Modelling health state values

Time trade-off

Time trade-off data was rescaled using the approach used in the UK EQ-5D value set [4] where worse than dead values are bounded at −1. The data from the TTO valuation exercise was analysed using a one-way error components random effects model which takes account of variation both within and between respondents [5]. Estimation is via generalised least squares (GLS). The standard model is defined as:

$$ U_{ij} = \beta({\mathbf{X}}_{\delta \varvec{\lambda} } \varvec{\beta} ) + \varepsilon_{ij} $$
(1)

where i = 1, 2…n represent individual health state values and j = 1, 2…m represents respondents. The dependent variable \( U_{ij} \) is the disvalue (1–TTO value) for health state i valued by respondent j and \( {\mathbf{X}}_{\partial \lambda } \) is a vector of dummy explanatory variables for each level λ of dimension of the health state classification where level λ = 1 is the baseline for each dimension. \( \varepsilon_{ij} \) is the error term which is subdivided \( \varepsilon_{ij} = u_{j} + e_{ij} \), where u j is the individual random effect and e ij is the usual random error term for the ith health state valuation of the jth individual. Details of other models run on the TTO data are available elsewhere for both AQL-5D [28] and OAB-5D [29]. The value of the full health state equals 1 and health state values for all other states are estimated as 1 minus the coefficient for each of the appropriate level dummies for each dimension. The ‘gap’ between full health and the next best state is interpreted as the movement away from full health from having a problem on the appropriate dimension.

Ranking

The rank-ordered logit model was used to analyse the ranking data (a modelling approach also referred to as the conditional logit model [30]). It states that respondent j has a latent utility function for state i, U ij and given the choice of two states i and k, the respondent will choose state j over state k if U ij  > U ik .

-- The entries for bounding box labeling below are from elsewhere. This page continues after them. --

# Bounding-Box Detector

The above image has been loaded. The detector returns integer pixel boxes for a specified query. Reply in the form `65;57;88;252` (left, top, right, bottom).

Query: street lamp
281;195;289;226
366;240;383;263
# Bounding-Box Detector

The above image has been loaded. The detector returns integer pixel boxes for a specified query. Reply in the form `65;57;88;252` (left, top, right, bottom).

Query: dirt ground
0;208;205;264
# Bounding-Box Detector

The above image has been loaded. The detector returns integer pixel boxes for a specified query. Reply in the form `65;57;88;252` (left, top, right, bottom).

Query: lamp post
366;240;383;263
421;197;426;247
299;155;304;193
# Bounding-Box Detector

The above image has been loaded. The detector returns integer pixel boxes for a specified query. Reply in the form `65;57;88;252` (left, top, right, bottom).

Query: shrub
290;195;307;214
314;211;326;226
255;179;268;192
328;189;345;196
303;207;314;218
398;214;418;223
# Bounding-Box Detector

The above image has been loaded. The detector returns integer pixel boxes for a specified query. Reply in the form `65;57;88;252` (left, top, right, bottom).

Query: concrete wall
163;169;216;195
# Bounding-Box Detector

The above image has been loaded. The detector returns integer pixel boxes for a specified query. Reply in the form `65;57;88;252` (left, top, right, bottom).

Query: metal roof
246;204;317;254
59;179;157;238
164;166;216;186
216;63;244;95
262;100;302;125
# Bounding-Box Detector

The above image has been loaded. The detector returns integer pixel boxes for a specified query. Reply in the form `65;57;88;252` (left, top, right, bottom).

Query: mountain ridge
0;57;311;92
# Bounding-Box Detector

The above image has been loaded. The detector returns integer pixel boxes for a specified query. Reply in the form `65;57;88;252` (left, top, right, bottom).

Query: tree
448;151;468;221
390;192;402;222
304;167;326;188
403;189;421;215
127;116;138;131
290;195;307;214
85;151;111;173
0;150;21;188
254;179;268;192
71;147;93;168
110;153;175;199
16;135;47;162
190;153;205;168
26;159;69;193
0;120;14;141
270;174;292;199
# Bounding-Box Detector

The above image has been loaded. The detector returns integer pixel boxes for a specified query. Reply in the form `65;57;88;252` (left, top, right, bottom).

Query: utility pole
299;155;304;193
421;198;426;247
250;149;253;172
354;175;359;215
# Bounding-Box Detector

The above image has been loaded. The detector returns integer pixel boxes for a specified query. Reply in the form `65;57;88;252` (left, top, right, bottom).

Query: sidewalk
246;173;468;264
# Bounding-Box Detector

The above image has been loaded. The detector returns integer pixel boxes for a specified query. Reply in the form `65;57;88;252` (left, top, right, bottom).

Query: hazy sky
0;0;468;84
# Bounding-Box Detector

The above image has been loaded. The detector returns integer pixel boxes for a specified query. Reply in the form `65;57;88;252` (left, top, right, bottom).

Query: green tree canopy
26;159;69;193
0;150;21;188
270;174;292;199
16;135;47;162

The expected value of each unobserved utility was assumed to be a linear function of the categorical levels on the dimensions of the health state classification. Following the approach taken elsewhere [9, 10], the general model specification for each individual j’s cardinal utility function for state i is \( U_{ij} = \mu_{j} + \varepsilon_{ij} \) where μ j is the systematic component that is representative of the preferences of the population and \( \varepsilon_{ij} \) represents the specific preferences of the individual.The general model specification for analysis of the ranking data is:

$$ U_{ij} = \beta({\mathbf{X}}_{\varvec{\delta} \varvec{\lambda} } \varvec{\beta} + \varphi D) + \varepsilon_{ij} $$
(2)

where U represents utility; j = 1, 2,…n represents respondents and i = 1, 2,….m represents health states. The functional form is assumed to be linear. The vector of dummies is as defined for Eq. 1, with the addition of a dummy variable for the state dead. For all health states other than dead D = 0. The rank-ordered logit model produces estimates on an interval scale, yet the origin and units of the interval scale are not on the full health-dead scale [9, 10]. In order to anchor onto the full health-dead scale, the coefficients relating to the levels of each dimension are normalised by dividing each level coefficient by the coefficient relating to dead; \( \beta_{r\lambda \partial } = {\raise0.7ex\hbox{${\beta_{\lambda \partial } }$} \!\mathord{\left/ {\vphantom {{\beta_{\lambda \partial } } \Upphi }}\right.\kern-\nulldelimiterspace} \!\lower0.7ex\hbox{$\Upphi $}} \) where \( \beta_{r\lambda \partial } \) is the rescaled coefficient for level λ of dimension ∂, \( \beta_{\lambda \partial } \) is the coefficient for level λ of dimension and \( \Upphi \) is the coefficient for dead [9, 10].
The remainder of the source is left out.